I have to classify articles into my custom categories. So I chose MultinomialNB from SciKit. I am doing supervised learning. So I have an editor who look at the articles daily and then tag them. Once they are tagged I include them into my Learning model and so on. Below is the code to get an idea what i am doing and using. (I am not including any import lines because I am just trying to give you an idea of what I am doing) (Reference)
corpus = (train_set)
vectorizer = HashingVectorizer(stop_words='english', non_negative=True)
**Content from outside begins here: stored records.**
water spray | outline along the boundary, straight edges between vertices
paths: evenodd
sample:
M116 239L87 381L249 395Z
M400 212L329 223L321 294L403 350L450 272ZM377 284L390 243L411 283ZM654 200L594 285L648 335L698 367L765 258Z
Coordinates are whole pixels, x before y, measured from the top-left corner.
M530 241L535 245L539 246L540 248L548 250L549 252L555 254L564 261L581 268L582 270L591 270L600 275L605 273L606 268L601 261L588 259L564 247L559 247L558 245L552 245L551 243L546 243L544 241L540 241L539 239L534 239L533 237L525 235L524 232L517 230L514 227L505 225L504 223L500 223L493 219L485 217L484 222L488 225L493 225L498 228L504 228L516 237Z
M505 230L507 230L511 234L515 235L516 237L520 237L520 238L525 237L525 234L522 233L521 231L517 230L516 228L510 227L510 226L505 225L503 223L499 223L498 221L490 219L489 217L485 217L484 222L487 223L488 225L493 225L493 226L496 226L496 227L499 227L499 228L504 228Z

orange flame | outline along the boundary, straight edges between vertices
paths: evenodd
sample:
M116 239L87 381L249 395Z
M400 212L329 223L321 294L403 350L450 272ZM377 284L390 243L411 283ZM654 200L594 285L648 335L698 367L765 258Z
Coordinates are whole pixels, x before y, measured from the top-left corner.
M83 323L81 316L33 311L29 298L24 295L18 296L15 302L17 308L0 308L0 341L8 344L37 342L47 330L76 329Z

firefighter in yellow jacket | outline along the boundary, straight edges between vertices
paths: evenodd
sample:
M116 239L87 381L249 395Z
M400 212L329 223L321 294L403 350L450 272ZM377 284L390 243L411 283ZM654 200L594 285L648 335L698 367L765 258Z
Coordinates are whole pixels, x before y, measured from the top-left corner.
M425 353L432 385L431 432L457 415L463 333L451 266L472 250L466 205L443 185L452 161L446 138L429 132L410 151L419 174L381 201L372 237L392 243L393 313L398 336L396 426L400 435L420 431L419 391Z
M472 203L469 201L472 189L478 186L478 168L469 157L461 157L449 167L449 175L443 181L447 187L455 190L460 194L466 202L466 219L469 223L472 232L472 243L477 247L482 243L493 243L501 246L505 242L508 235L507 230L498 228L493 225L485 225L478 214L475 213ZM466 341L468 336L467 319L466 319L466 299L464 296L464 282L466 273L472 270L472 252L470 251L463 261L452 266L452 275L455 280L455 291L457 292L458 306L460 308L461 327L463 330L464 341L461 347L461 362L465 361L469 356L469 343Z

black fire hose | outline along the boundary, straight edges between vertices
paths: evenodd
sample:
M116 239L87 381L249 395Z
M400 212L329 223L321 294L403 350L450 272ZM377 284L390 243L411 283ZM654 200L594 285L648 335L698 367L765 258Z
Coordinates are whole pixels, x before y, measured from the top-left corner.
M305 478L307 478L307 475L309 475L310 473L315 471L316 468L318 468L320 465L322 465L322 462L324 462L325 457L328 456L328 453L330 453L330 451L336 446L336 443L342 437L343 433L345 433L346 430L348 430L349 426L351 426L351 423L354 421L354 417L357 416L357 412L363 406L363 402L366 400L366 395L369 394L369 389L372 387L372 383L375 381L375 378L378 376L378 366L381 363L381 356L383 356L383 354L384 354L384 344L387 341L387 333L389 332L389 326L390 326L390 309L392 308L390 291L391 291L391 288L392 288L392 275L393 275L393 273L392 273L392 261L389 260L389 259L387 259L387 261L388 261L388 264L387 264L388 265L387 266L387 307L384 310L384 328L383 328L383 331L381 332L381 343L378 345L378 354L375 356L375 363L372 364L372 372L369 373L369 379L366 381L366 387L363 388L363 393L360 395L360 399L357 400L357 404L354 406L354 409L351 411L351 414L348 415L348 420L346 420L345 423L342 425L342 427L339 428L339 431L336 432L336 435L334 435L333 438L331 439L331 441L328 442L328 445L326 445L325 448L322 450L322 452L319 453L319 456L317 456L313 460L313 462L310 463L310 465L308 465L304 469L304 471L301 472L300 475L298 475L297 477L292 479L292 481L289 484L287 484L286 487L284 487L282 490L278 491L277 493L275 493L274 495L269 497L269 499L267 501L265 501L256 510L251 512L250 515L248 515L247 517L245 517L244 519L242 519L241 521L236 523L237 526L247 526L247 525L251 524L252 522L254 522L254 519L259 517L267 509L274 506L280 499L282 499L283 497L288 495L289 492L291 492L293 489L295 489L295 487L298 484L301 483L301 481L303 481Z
x = vectorizer.transform(corpus)
x_array = x.toarray()
data_array = np.array(x_array)
cat_set = list(cat_set)
cat_array = np.array(cat_set)
filename = '/home/ubuntu/Classifier/Intelligence-MultinomialNB.pkl'
if(not os.path.exists(filename)):
classifier.partial_fit(data_array,cat_array,classes)
print "Saving Classifier"
joblib.dump(classifier, filename, compress=9)
else:
print "Loading Classifier"
classifier = joblib.load(filename)
classifier.partial_fit(data_array,cat_array)
print "Saving Classifier"
joblib.dump(classifier, filename, compress=9)
Now I have a Classifier ready after custom tagging and it works well with new articles and work like a charm. Now the requirement has arisen to get most frequent words against each category. In short I have to extract feature from the learned model. By looking into documentation I only found out how to extract text features at the time of learning.
But once learned and I only have the model file (.pkl) is it possible to load that classifier and extract features from it?
Will it be possible to get the most frequent terms against each class or category?